Parallel shaft gears offer optimum reliability and lower MTTR and are preferred for ease of maintenance and minimum components. Parallel axes are the most common gear arrangement, consisting of a meshing pinion and gear. Parallel arrangements can be simple, or compounded with other parallel gear sets to obtain high gear ratios. The conventional way to describe such a gear is ‘double increaser’ or ‘reduction’ or triple increaser’ or ‘reduction gear’. Parallel axis gears can use spur, helical, double helical or herringbone elements.
Parallel axis gear design reliability factors to optimize gear train field reliability are:
Ensure uniform face width tooth loading
Compensate for torsion (windup) of low stiffness shafts
Equalize torque transmission through each shaft (multiple shaft design)
Consider ease of assembly/disassembly
Minimize the axial thrust (helix angle selection)

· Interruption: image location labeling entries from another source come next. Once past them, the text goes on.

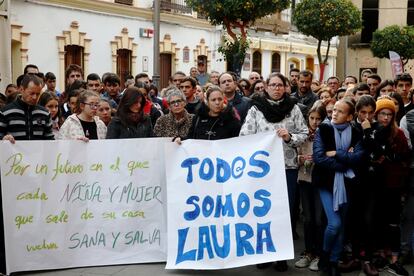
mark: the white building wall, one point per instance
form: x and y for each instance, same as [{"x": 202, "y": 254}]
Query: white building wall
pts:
[{"x": 101, "y": 29}]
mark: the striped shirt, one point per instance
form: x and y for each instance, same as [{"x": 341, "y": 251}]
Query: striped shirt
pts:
[{"x": 25, "y": 122}]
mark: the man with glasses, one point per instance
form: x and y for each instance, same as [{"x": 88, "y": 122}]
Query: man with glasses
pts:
[
  {"x": 253, "y": 77},
  {"x": 30, "y": 69},
  {"x": 23, "y": 119},
  {"x": 177, "y": 78},
  {"x": 373, "y": 82},
  {"x": 403, "y": 84},
  {"x": 202, "y": 76},
  {"x": 188, "y": 87},
  {"x": 304, "y": 95},
  {"x": 241, "y": 104},
  {"x": 293, "y": 78},
  {"x": 333, "y": 84}
]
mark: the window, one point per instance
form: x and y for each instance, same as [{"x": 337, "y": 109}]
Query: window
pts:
[
  {"x": 165, "y": 69},
  {"x": 410, "y": 12},
  {"x": 257, "y": 62},
  {"x": 74, "y": 55},
  {"x": 123, "y": 64},
  {"x": 310, "y": 64},
  {"x": 125, "y": 2},
  {"x": 369, "y": 19},
  {"x": 276, "y": 62}
]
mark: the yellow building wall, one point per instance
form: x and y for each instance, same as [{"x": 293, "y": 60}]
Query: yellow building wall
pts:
[{"x": 390, "y": 12}]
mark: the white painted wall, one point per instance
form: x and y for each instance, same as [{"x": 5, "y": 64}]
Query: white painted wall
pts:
[{"x": 101, "y": 28}]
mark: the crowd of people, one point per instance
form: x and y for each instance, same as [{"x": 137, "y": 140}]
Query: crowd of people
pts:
[{"x": 347, "y": 144}]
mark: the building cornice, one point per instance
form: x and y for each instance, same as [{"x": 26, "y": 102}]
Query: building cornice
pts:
[{"x": 128, "y": 11}]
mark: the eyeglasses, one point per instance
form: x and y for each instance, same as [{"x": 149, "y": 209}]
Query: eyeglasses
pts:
[
  {"x": 176, "y": 102},
  {"x": 275, "y": 85},
  {"x": 385, "y": 114},
  {"x": 92, "y": 105}
]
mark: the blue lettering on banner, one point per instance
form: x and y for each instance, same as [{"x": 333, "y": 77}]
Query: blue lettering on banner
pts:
[
  {"x": 246, "y": 239},
  {"x": 209, "y": 241},
  {"x": 209, "y": 206},
  {"x": 260, "y": 164},
  {"x": 223, "y": 171}
]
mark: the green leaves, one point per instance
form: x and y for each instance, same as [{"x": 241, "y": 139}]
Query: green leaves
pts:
[
  {"x": 246, "y": 11},
  {"x": 393, "y": 38},
  {"x": 236, "y": 14},
  {"x": 325, "y": 19}
]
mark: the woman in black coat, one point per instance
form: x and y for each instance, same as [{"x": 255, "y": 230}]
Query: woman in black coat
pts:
[
  {"x": 130, "y": 121},
  {"x": 214, "y": 120}
]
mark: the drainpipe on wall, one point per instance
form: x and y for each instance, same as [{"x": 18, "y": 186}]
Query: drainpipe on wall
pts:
[
  {"x": 156, "y": 59},
  {"x": 5, "y": 45}
]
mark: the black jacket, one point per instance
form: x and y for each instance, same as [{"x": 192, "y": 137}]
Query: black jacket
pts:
[
  {"x": 26, "y": 122},
  {"x": 117, "y": 130},
  {"x": 241, "y": 104},
  {"x": 205, "y": 127},
  {"x": 323, "y": 173}
]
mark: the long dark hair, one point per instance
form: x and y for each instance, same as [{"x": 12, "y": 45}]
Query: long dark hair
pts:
[
  {"x": 131, "y": 96},
  {"x": 401, "y": 108},
  {"x": 45, "y": 98}
]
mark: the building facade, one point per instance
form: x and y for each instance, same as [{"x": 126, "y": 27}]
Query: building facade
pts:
[
  {"x": 354, "y": 54},
  {"x": 118, "y": 36}
]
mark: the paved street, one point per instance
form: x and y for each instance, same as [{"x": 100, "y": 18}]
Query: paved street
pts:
[{"x": 157, "y": 269}]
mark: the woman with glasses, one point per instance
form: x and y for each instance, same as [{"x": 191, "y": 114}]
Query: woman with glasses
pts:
[
  {"x": 84, "y": 124},
  {"x": 275, "y": 111},
  {"x": 130, "y": 120},
  {"x": 178, "y": 121},
  {"x": 389, "y": 155},
  {"x": 244, "y": 85},
  {"x": 214, "y": 120},
  {"x": 258, "y": 87}
]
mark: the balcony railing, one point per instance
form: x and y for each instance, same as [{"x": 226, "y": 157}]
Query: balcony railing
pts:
[
  {"x": 273, "y": 23},
  {"x": 125, "y": 2},
  {"x": 175, "y": 6}
]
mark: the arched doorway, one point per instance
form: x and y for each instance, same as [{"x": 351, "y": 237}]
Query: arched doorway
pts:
[
  {"x": 123, "y": 64},
  {"x": 165, "y": 69},
  {"x": 275, "y": 62},
  {"x": 257, "y": 62}
]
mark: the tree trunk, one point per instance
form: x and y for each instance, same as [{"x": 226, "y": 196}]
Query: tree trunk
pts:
[{"x": 322, "y": 71}]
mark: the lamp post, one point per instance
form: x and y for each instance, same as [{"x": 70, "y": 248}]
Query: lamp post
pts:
[{"x": 156, "y": 58}]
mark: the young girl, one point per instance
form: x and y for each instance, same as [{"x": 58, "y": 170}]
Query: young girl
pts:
[
  {"x": 389, "y": 156},
  {"x": 337, "y": 151},
  {"x": 84, "y": 124},
  {"x": 325, "y": 95},
  {"x": 104, "y": 111},
  {"x": 51, "y": 102},
  {"x": 311, "y": 203}
]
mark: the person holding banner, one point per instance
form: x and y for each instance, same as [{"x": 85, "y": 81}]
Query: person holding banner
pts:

Tooth hardness considerations
Limit face width to pitch (L/D) diameters to proven values
A planetary or epicyclic gear has multiple gear meshes and bearings, and has greater mean time to repair and exposure to lower reliability than parallel shaft gears owing to its larger number of component parts.
The principal advantage of planetary gear units is that they allow both the input and output axes to be concentric thus providing a very compact gear arrangement. They are used for aircraft prop engine drives, automotive and truck transmissions, power generation units and some critical equipment (pump and compressor) drives.
Their main disadvantage is that they require more assembly and disassembly time than a conventional parallel shaft gear. They can be configured in simple and compound arrangements depending upon the required gear ratio.